Jumat, 25 Agustus 2017

Kapolres Aceh Timur Beri Pemahaman Hukum Kepada Warga Julok Tunong

Tribrata News Aceh Timur-Usai menjalankan Sholat Jum’at di Mesjid Attaqarub, Desa Julok Tunong, Kecamatan Julok, pada Jum’at (25/08), Kapolres Aceh Timur, AKBP Rudi Purwiyanto, S.I.K, M. Hum menyampaikan pemahaman hukum kepada jamaah terkait peristiwa penyaderaan Lead Security PT. Medco E&P Malaka, Letkol Syafi’ie, yang terjadi beberapa waktu lalu.
Dalam penyampaianya Kapolres menegaskan, Saya hari ini sengaja datang untuk Sholat Jumat kemari untuk mengimbau masyarakat jangan sampai salah dalam bertindak dan kehadiran saya di sini bukan karena PT. Medco, tapi kehadiran saya sebagai alat negara dalam menciptakan rasa aman,nyaman dan kondusif dalam wilayah hukum Aceh Timur terutama di Julok.
“Saya tidak mau warga Julok Tunong terjerat hukum ke depan, karena salah dalam bertindak. Untuk itu saya harap kejadian kemarin diselesaikan melalui lembaga adat setempat sesuai dengan qanun yang berlaku. Tegas Kapolres.
Menurutnya, pada saat penyanderaan Lead Security PT. Medco, terdapat beberapa hal yang berpotensi melangga hukum; pertama; warga menyatakan bahwa Lead Security PT. Medco memukul Anwar; kedua, warga secara bersama mengaraknya dan mencaci bahkan ada yang meludahi dan warga mendesak kepada Lead Security PT. Medco untuk meminta ma’af kepada warga.
Secara hukum sangat riskan apalagi menurut aqidah kita sebagai umat muslim, ini sangat disayangkan. Ke depan apabila terjadi gesekan antara warga dengan perusahaan, kami minta jangan berbuat anarkis, secepatnya hubungi Kapolsek, jika perlu hubungi saya, kami siap memfasilitasi dengan perusahaan untuk mencari jalan keluarnya. Terang Kapolres.
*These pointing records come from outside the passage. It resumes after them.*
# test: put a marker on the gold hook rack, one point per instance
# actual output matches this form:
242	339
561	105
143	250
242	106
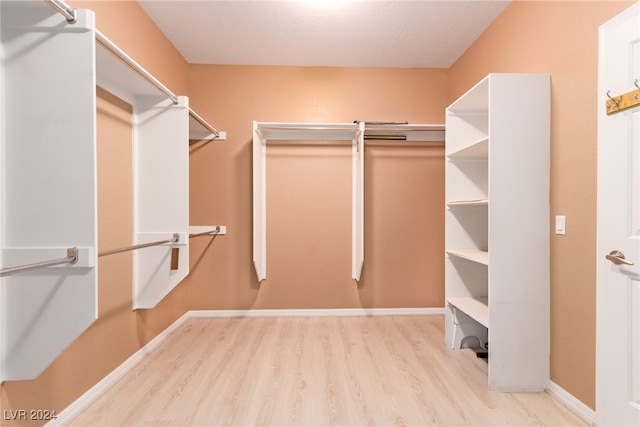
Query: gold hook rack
631	99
Saya contohkan, dalam perekrutan tenaga kerja baik oleh PT. Medco maupun sub kontraktornya yang sebelumnya melalui Forum Geuchik yang diketuai oleh geuchik, banyak terjadi permalahan dan permainan, sehingga saya berinisiatif forum geuchik dipimpin oleh camat dan ini telah berjalan. Hasilnya saat ini perekrutan tenaga kerja PT. Medco kami jamin tidak ada permainan lagi. Ujar Kapolres.
Ditambahknya, mari kita bersama-sama membangun citra nama baik Aceh Timur, karena selama ini dengan keberadaan PT. Medco di wilayah kita, pemberitaan di media menunjukan bahwa Aceh Timur tidak layak untuk berinvestasi, salah satunya adalah kejadian penyanderaan Lead Security PT. Medco yang menjadi viral di dunia maya dan diupload di Youtube. Kata Kapolres.
Sekali lagi saya mengajak kepada warga Julok Tunong khususnya dan utamanya masyarakat Aceh Timur, mari kita bantu perusahaan yang sedang melakukan tahap pembangunan ini agar bisa memancing perusahaan yang lain untuk berinvestasi di Aceh Timur. Karena dengan adanya investor suatu daerah akan mengalami kemajuan. Jika kita berharap kepada pemerintah daerah, pasti kesulitan, karena pemerintah daerah hanya bisa membangun seperti; jalan, sekolahan, perkantoran intansi maupun fasilitas umum/sosial. Sedangkan pusat perbelanjaan, hotel, atau tempat-tempat permainan itu yang bisa membangun adalah investor, terang Kapolres Aceh Timur, AKBP Rudi Purwiyanto, S.I.K, M. Hum. (Iwan Gunawan).